Alte Spiele hübsch verpackt: Das Dilemma mit der Remastered-Welle
Leipzig - Geldmacherei oder sinnvolle Aufarbeitung? Seit Jahren werden Spiele aus allen möglichen Zeitperioden "remastered", sprich: Der Kern des Games bleibt gleich, nur etwas hübscher, flüssiger oder steuerungstechnisch besser gibt es das gleiche Spiel noch einmal zu kaufen. Ergibt das Sinn?
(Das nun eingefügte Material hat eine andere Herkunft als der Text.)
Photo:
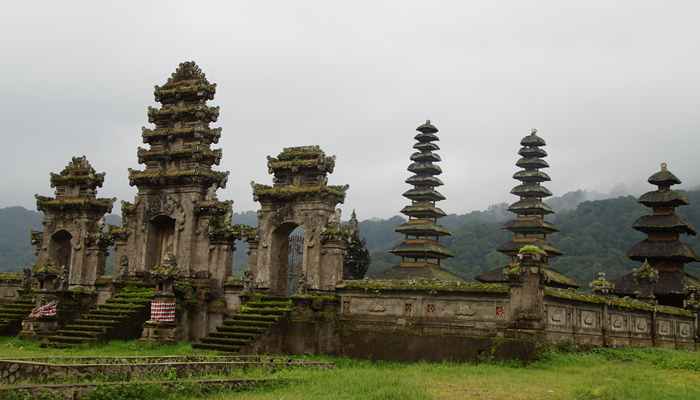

Na ja, für die Publisher jedenfalls schon.
Denn nicht selten kommt für ein Produkt, das im Original seit Jahren für wenig Geld über die Ladentheke geht, durch die "Remastered"-Version noch einmal ordentlich Zaster ins Haus.
Man nehme beispielsweise "Metroid Prime Remastered", das Mitte Februar von Nintendo digital auf die Spielerschaft gefeuert wurde. Die Trilogy aller drei "Prime"-Teile gibt es seit Jahren als Bundle für 20 Euro für die Wii U. Jetzt verlangen die Japaner für eine einzige Episode 40 Euro - weil das "Remastered" hinten dranhängt.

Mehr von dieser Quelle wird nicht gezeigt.